El Espíritu Santo intervino, aunque no está claro si se dirigió a ellos directamente o habló a través de ellos. No obstante, dejó en claro que había convocado a dos de ellos a una misión especial. No era que ellos estuvieran por empezar a servir al Señor, sino que se les estaba llamando a un nuevo servicio. Los hermanos, en respuesta, volvieron a ayunar y orar, y les impusieron las manos, simbolizando su identificación con aquellos que ahora dejarían Antioquía para servir en otros lugares, enviados por el Espíritu Santo. Qué maravilloso sería si hoy presenciáramos más manifestaciones de este tipo de actividad espiritual. Desafortunadamente, hoy en día, muchas iglesias se centran más en agrandar sus edificios y mejorar sus comodidades que en las urgentes necesidades en los campos misioneros.

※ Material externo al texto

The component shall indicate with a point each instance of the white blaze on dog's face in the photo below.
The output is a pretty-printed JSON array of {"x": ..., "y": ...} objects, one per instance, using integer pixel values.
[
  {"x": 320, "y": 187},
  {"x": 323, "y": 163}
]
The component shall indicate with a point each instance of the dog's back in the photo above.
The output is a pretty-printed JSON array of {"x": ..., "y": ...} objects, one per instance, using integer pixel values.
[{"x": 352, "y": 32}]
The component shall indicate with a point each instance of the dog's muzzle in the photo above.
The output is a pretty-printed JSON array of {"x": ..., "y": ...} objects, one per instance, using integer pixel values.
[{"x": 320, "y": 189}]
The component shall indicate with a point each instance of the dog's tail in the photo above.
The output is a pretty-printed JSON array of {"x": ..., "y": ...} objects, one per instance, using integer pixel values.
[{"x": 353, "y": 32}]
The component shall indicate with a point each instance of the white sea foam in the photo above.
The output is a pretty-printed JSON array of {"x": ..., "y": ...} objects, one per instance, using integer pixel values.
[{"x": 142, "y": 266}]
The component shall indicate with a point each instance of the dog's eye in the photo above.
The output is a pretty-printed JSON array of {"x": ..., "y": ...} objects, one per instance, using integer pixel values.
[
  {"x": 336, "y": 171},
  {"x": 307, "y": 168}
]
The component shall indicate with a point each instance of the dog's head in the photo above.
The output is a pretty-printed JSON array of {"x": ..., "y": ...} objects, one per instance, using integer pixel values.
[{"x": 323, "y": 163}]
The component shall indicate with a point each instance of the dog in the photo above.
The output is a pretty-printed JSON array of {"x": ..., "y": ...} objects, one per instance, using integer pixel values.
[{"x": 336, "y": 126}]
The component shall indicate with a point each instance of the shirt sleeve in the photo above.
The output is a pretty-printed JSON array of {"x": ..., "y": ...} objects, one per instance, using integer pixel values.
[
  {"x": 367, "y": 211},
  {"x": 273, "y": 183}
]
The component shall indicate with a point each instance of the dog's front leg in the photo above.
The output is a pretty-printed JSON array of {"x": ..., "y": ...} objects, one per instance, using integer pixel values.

Cuando Pablo y Bernabé regresaron de su arduo viaje misionero, lleno de aventuras, convocaron a la iglesia y contaron “cuán grandes cosas había hecho Dios con ellos, y cómo había abierto la puerta de la fe a los gentiles” (Hch. 14:27). Cada vez que Pablo regresaba de un viaje misionero, él volvía a esta iglesia.
Eugene P. Vedder, Jr.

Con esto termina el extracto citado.